Fino al 1659 non ci fu poi alcun mistero o delitto. Ma anche per quelli dei decenni successivi la realtà spesso sfata la leggenda. Il fallimento del ricco mercante di diamanti Arbit, ad esempio, non è suffragato dai documenti storici, mentre è confutata del tutto la storia del proprietario successivo, Rawdon Brown, che secondo la leggenda sarebbe morto giovane e in povertà, sparandosi nella sala da pranzo. In realtà, dopo aver iniziato i restauri di Ca’ Dario, decise di venderlo e si trasferì a Palazzo Gussoni-Grimani della Vida, dove morì soli 5 anni dopo, ma di morte naturale.
Una proprietaria molto nota allora in città, ma sconosciuta alla leggenda di Ca’ Dario, fu la contessa Isabelle de La Baume-Pluvinel.
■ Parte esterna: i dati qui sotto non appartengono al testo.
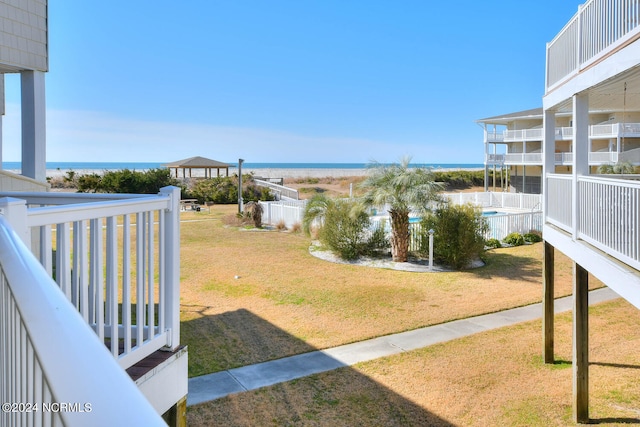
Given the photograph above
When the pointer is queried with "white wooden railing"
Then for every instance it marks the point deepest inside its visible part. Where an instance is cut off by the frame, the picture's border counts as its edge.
(116, 260)
(523, 158)
(609, 216)
(497, 200)
(558, 199)
(281, 191)
(608, 213)
(287, 212)
(523, 135)
(597, 28)
(54, 370)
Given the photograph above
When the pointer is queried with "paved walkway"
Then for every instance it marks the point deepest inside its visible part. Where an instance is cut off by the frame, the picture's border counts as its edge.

Con lei il palazzo visse forse il suo periodo più artistico e mondano, ospitando pittori e poeti veneziani e francesi, nessuno dei quali, contessa inclusa, fu colpito da maledizioni. Christopher Lambert non morì suicida ma per un’emorragia causata da una caduta dalle scale. Aveva venduto il palazzo qualche anno prima. A chi? Al veneziano Fabrizio Ferrari, che non ebbe alcun crack finanziario. Nel 1985 infatti, la Bavaria Assicurazione, di cui era il titolare, fu ristrutturata e in quell’anno registrò un incremento del giro d’affari del 38%. La sorella Nicoletta morì due anni dopo, nel 1987.